Texas Supreme Court Allows Equitable Subrogation Claim v. Insurance Attorney:

Three Windows of Legal Malpractice Exposure Now Open for Defense Lawyers


The Texas Supreme Court has issued a significant legal malpractice opinion. The Court, in American Centennial Insurance Company v. Canal Insurance Company, _____ S.W.2d _____, 36 Tex. Sup.Ct.J 339 (December 16, 1992), found that an excess insurance carrier may bring an equitable subrogation action against defense counsel who was hired by the primary insurer to represent a common insured of the excess and primary carriers.

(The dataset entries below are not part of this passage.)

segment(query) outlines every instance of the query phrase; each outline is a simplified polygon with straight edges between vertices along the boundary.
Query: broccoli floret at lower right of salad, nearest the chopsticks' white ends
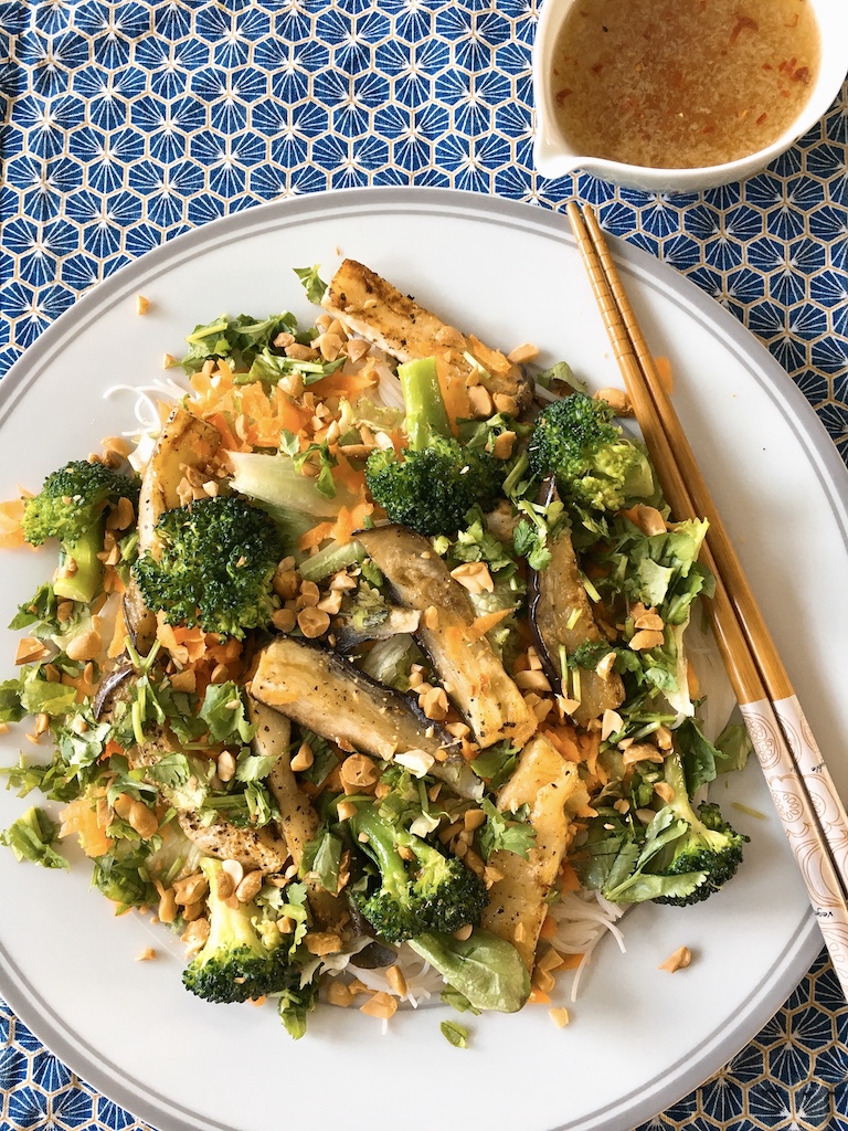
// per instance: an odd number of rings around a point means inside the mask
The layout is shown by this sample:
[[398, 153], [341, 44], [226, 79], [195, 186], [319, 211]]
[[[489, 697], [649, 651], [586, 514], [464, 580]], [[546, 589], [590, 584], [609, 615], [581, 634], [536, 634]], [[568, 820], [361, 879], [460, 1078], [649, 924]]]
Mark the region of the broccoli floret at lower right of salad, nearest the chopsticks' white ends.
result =
[[677, 820], [685, 821], [686, 831], [666, 849], [668, 858], [663, 861], [659, 874], [700, 874], [703, 879], [686, 896], [658, 896], [655, 901], [685, 907], [707, 899], [733, 879], [742, 863], [742, 846], [750, 837], [732, 829], [716, 804], [703, 802], [694, 811], [677, 754], [666, 759], [665, 779], [674, 789], [667, 805]]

The opinion of the court was written by Justice Doggett, but a five-judge concurrence written by Justice Hecht was also issued. Justice Doggett's opinion reasons that defense counsel hired by an insurance company for an insured owes the insured absolute loyalty, as if the insured had originally employed the attorney. Equitable subrogation by an excess carrier who did not hire the attorney serves only to reinforce the existing duties that the attorney owes to his client, the insured, Justice Doggett goes on to note that the interests of an insurer and the insured are the same with respect to the expectations of competent representation by counsel, so no new or additional burdens are imposed upon the attorney just because the excess carrier can bring suit against the attorney.

Justice Hecht's concurrence addresses several practical issues which could arise in litigation of the excess carrier's equitable subrogation claim. He makes clear that the extent of the subrogation is limited to the insured's rights against the attorney for negligent handling of the case. The attorney would have defenses available such as the excess carrier's unreasonable refusal to cooperate in defense and settlement of the case. Justice Hecht's opinion also makes clear that the court is not suggesting that a client's rights against his attorney may be assigned to a third-party.

Attorneys engaged in insurance defense work should take note of the American Centennial opinion. The opinion does not change an attorney's duties with respect to his client, the primary carrier, or an excess carrier, but the case does raise the question of what is proper attorney conduct toward an excess carrier who is not paying for defense.

Defense counsel now must be wary about passively accepting any limitation on defense strategy imposed by the primary carrier. For example, if the primary layer of insurance has a $100,000 limit and there is an excess insurance policy for $1 million, defense counsel should make defense recommendations as if there were $1.1 million coverage. If the primary carrier in such a situation instructs the attorney not to take depositions, not to hire an expert, or not do anything the attorney believes is necessary and reasonable to defend the case in light of the excess coverage available, the attorney should probably oppose such a restriction. It might be a good idea for the attorney to tell the excess carrier of the proposed restriction, and to request funding for an adequate defense from the excess carrier. Such actions will probably not endear a defense attorney to insurance carriers, but such actions may be required for the attorney to protect himself or herself from a later suit by the excess carrier.

As a general rule, if the attorney is aware of excess coverage, he should advise his client to notify the excess carrier. If the excess carrier requests reports, or if the excess policy requires reports, the attorney should provide them if the client/insured consents. If the attorney believes that the excess carrier's participation would facilitate appropriate resolution of a claim, it would be prudent for the attorney to request such participation in order to secure his client's rights under the excess policy. None of these suggestions, it should be noted, require the attorney to act as counsel for the excess carrier.

The attorney is still counsel for his client, the insured, only. The attorney's efforts should go into securing for the client whatever coverage is available under the excess policy.